Через Троицкую площадь шли семе­новцы с медными киками на головах, в промокших кафтанах. Солдаты лихо месили по грязи и разом взяли на караул, выка­тывая глаза в сторону госу­даря. Чинов­ники, спешившие по своим делам, проби­раясь по настланным вдоль лавок и домишек мосткам, низко снимали шляпы, и ветер трепал букли их париков. Простой народ, в зипунах и овчинах, иные совсем босые, вали­лись на колени прямо в лужи, хотя и был приказ: «ниц перед госу­дарем, идя по его госу­да­ревой надоб­ности, не падать, а снять шляпу, и, стоя, где оста­но­вился, быть в пристойном виде, покуда он, госу­дарь, пройти не изволит».

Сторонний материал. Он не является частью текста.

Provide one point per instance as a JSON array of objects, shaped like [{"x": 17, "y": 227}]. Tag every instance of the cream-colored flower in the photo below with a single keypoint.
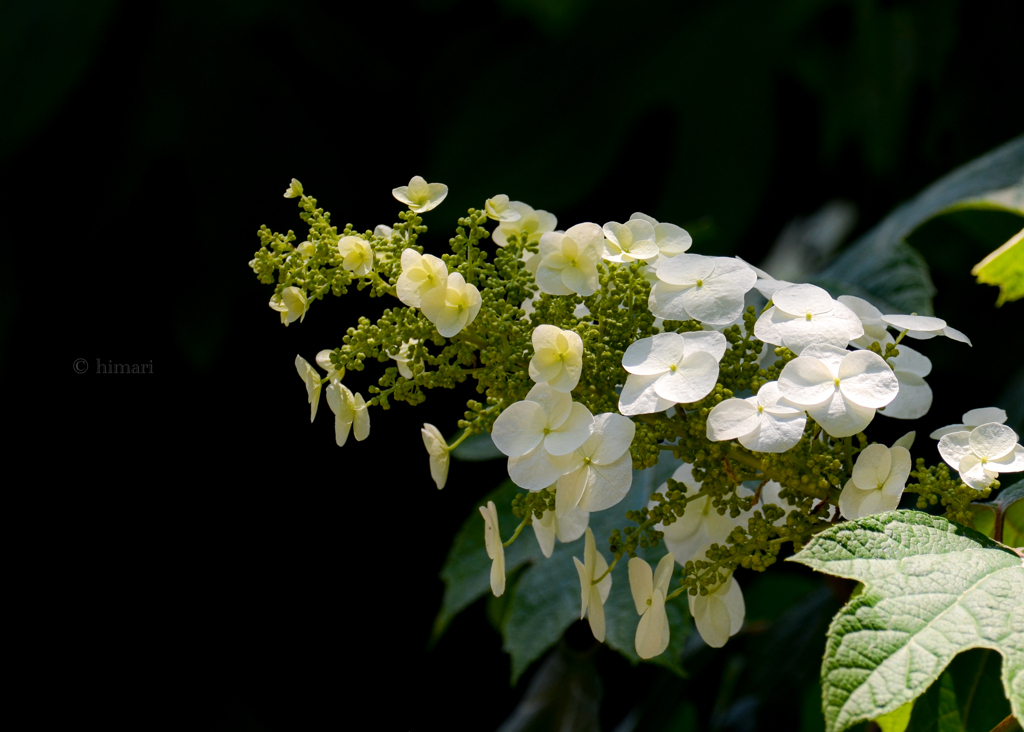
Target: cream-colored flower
[
  {"x": 420, "y": 196},
  {"x": 357, "y": 257}
]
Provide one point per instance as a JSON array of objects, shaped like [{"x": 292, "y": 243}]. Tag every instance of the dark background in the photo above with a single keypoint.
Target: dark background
[{"x": 190, "y": 552}]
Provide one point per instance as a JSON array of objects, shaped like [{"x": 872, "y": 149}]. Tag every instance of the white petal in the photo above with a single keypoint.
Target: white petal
[
  {"x": 806, "y": 380},
  {"x": 954, "y": 446},
  {"x": 992, "y": 440},
  {"x": 866, "y": 380},
  {"x": 641, "y": 584},
  {"x": 655, "y": 354},
  {"x": 519, "y": 428}
]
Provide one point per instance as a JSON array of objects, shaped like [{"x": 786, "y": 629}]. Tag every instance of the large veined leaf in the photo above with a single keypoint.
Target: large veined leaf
[
  {"x": 932, "y": 590},
  {"x": 882, "y": 268}
]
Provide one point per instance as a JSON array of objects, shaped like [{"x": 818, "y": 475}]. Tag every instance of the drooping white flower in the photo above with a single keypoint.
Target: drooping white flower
[
  {"x": 601, "y": 472},
  {"x": 914, "y": 397},
  {"x": 420, "y": 196},
  {"x": 878, "y": 482},
  {"x": 357, "y": 256},
  {"x": 349, "y": 411},
  {"x": 402, "y": 357},
  {"x": 453, "y": 306},
  {"x": 707, "y": 289},
  {"x": 594, "y": 596},
  {"x": 540, "y": 434},
  {"x": 805, "y": 314},
  {"x": 981, "y": 455},
  {"x": 631, "y": 241},
  {"x": 840, "y": 389},
  {"x": 291, "y": 304},
  {"x": 649, "y": 590},
  {"x": 496, "y": 552},
  {"x": 557, "y": 357},
  {"x": 669, "y": 369},
  {"x": 567, "y": 528},
  {"x": 312, "y": 382},
  {"x": 720, "y": 613},
  {"x": 499, "y": 209},
  {"x": 439, "y": 455},
  {"x": 568, "y": 261},
  {"x": 876, "y": 330},
  {"x": 420, "y": 274},
  {"x": 973, "y": 419},
  {"x": 671, "y": 240},
  {"x": 700, "y": 525},
  {"x": 766, "y": 423},
  {"x": 534, "y": 223},
  {"x": 925, "y": 327},
  {"x": 294, "y": 189}
]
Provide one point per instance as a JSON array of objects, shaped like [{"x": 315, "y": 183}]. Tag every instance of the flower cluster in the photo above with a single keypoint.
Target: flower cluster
[{"x": 603, "y": 349}]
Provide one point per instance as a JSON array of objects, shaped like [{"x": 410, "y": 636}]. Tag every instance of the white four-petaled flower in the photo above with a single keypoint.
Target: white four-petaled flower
[
  {"x": 765, "y": 423},
  {"x": 540, "y": 434},
  {"x": 878, "y": 481},
  {"x": 649, "y": 591},
  {"x": 557, "y": 357},
  {"x": 981, "y": 455},
  {"x": 420, "y": 196},
  {"x": 707, "y": 289},
  {"x": 493, "y": 543},
  {"x": 594, "y": 595},
  {"x": 840, "y": 389},
  {"x": 669, "y": 369}
]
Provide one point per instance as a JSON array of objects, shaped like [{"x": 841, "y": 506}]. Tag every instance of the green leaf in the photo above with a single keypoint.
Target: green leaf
[
  {"x": 1005, "y": 268},
  {"x": 882, "y": 268},
  {"x": 933, "y": 589}
]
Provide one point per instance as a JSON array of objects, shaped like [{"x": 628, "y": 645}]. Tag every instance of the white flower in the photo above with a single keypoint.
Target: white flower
[
  {"x": 601, "y": 472},
  {"x": 438, "y": 450},
  {"x": 700, "y": 525},
  {"x": 981, "y": 455},
  {"x": 671, "y": 240},
  {"x": 420, "y": 274},
  {"x": 568, "y": 528},
  {"x": 879, "y": 478},
  {"x": 649, "y": 591},
  {"x": 540, "y": 434},
  {"x": 669, "y": 369},
  {"x": 294, "y": 189},
  {"x": 532, "y": 222},
  {"x": 719, "y": 614},
  {"x": 453, "y": 306},
  {"x": 706, "y": 289},
  {"x": 840, "y": 389},
  {"x": 803, "y": 315},
  {"x": 568, "y": 261},
  {"x": 348, "y": 411},
  {"x": 972, "y": 419},
  {"x": 876, "y": 330},
  {"x": 357, "y": 256},
  {"x": 557, "y": 357},
  {"x": 499, "y": 209},
  {"x": 594, "y": 596},
  {"x": 493, "y": 542},
  {"x": 914, "y": 397},
  {"x": 420, "y": 196},
  {"x": 312, "y": 382},
  {"x": 766, "y": 423},
  {"x": 402, "y": 358},
  {"x": 291, "y": 304},
  {"x": 628, "y": 242},
  {"x": 925, "y": 327},
  {"x": 324, "y": 361}
]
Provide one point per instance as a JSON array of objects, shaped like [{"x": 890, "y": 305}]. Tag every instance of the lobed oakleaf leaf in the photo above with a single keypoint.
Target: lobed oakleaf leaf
[{"x": 932, "y": 590}]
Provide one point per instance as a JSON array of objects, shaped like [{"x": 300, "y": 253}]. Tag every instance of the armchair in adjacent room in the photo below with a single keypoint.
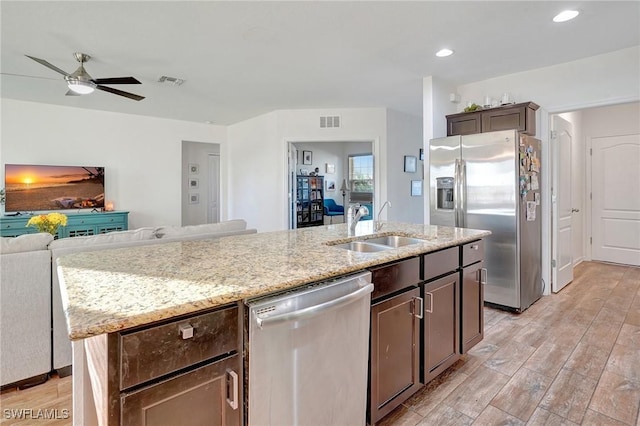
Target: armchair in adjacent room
[{"x": 332, "y": 209}]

Один только толстый булочник, ганно­верец, в поло­сатых штанах, в чистом фартуке, стоя у дверцы булочной, где на ставнях были нари­со­ваны какие-то смешные носатые старички, весело усмех­нулся и крикнул, махнув трубкой:

— Гут морген, герр Питер!

И Петр, повернув к нему багровое, круглое лицо, ответил хрипло:

— Гут морген, герр Мюллер!

Только одно слово в этом толстов­ском рассказе застав­ляет вспом­нить о Мереж­ков­ском. Слово это для Мереж­ков­ского главное, ключевое — «Анти­христ».

У Толстого его произ­носит отец Варлаам: пришел, мол, анти­христ в образе царя Петра. А царь Петр — не царь, его у немцев подме­нили, у него лица нет, лицо у него нече­ло­ве­че­ское, и он голову дергает и глазами вертит, и его земля не держит, гнется. И будет этот анти­христ всех право­славных печа­тать — промеж сред­него и боль­шого пальца. Клейма железные раскалят и приложат, а на них крест — «только не наш, не христианский».

Солдат, слышавший эти «воров­ские» речи, крикнул: «Караул!»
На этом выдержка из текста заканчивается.